For both better and worse, Apart—the debut EP from UK producer Jack Lever (a.k.a Bering Strait)—sounds like something that could have been released via Apollo's original incarnation in the '90s. Its title track in particular is an earthy work of vintage chillout music; its construction of reverb-soaked acoustic guitar chords, field recordings of birdlife, and spacious percussion comes across like an amalgamation of Boards of Canada and the tape-loop work of classic Apollo mainstay Mark Van Hoen. Unfortunately, it's also the first thing that the label has released since its resurrection last year that comes across as a bit regressive and overly nostalgic.

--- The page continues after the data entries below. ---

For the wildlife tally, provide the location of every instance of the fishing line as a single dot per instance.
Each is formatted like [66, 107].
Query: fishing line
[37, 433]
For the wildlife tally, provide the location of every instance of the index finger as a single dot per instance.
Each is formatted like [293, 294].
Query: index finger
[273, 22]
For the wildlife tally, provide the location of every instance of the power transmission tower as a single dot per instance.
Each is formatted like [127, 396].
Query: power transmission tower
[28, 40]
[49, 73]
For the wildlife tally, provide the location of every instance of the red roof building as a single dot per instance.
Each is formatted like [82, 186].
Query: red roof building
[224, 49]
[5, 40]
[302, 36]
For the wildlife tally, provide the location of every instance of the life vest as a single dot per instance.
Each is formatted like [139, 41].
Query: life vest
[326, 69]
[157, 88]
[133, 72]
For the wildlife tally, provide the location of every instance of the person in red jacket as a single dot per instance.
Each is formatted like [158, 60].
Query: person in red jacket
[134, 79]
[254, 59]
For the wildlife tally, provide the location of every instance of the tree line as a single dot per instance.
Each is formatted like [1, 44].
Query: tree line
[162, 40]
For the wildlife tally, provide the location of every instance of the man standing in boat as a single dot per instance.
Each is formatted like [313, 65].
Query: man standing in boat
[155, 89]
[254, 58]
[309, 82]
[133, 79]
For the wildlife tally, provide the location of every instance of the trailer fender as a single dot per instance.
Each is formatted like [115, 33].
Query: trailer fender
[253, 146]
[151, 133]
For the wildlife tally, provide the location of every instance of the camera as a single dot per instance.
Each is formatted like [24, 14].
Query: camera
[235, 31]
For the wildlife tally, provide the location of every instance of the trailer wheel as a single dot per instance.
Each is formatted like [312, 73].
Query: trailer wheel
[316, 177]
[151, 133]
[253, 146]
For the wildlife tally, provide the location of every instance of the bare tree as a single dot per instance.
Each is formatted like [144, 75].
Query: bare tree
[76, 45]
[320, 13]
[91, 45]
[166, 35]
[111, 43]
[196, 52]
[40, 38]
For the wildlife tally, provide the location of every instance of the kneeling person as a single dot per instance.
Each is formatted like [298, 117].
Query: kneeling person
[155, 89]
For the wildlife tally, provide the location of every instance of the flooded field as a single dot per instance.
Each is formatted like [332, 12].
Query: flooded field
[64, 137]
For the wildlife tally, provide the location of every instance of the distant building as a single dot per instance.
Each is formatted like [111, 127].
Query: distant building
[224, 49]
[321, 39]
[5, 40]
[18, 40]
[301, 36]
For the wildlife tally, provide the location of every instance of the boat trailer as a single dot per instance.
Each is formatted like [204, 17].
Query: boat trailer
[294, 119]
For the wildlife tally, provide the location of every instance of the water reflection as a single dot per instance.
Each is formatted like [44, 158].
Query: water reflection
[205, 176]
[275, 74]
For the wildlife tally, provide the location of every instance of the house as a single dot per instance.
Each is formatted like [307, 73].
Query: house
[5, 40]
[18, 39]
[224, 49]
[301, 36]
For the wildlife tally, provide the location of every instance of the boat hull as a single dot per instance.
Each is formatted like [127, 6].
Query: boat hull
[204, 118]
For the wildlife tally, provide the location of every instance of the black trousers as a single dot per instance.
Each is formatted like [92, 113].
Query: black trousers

The main issue with Apart is that its title track—an effort which is clearly intended to be the record's centerpiece—comes across as rather unambitious. The song relies upon an obvious chord progression without much in the way of elaboration, and its construction of lush guitars and organic, reverb-drenched percussion has little new to offer. To Lever's credit, it's produced perfectly and certainly succeeds in conjuring a sense of laidback nostalgia, but the whole thing ultimately comes across as merely pleasant, and is nowhere near exciting enough to carry the EP.
Elsewhere, things are a mixed bag—minimal drone and percussion pieces "Luna" and "Surface" are both well executed, but neither is substantial enough to hold attention for too long. "Journey," on the other hand, sounds bizarrely antiquated with its stilted drum-machine rhythm and retro synth melody. It's only with the final pair of tracks that the EP really begins to find its feet. "Surya" underpins the usual ambient sidesticks and analog pads with an intriguing little bassline that sounds like a computer program attempting to simulate lounge jazz. Meanwhile, appropriately aquatic cut "The Sea God" stretches a cluster of digitized submarine sound effects into a pleasingly meditative finale.
The curious thing about Apart is that, for the most part, one can understand what Lever is getting at with his dedication to vintage ambience and unapologetically retro melodies. Unfortunately, the results here often merely come across as outdated. Particularly when compared to some of the stellar releases Apollo has issued as of late, Apart feels terminally short on ideas.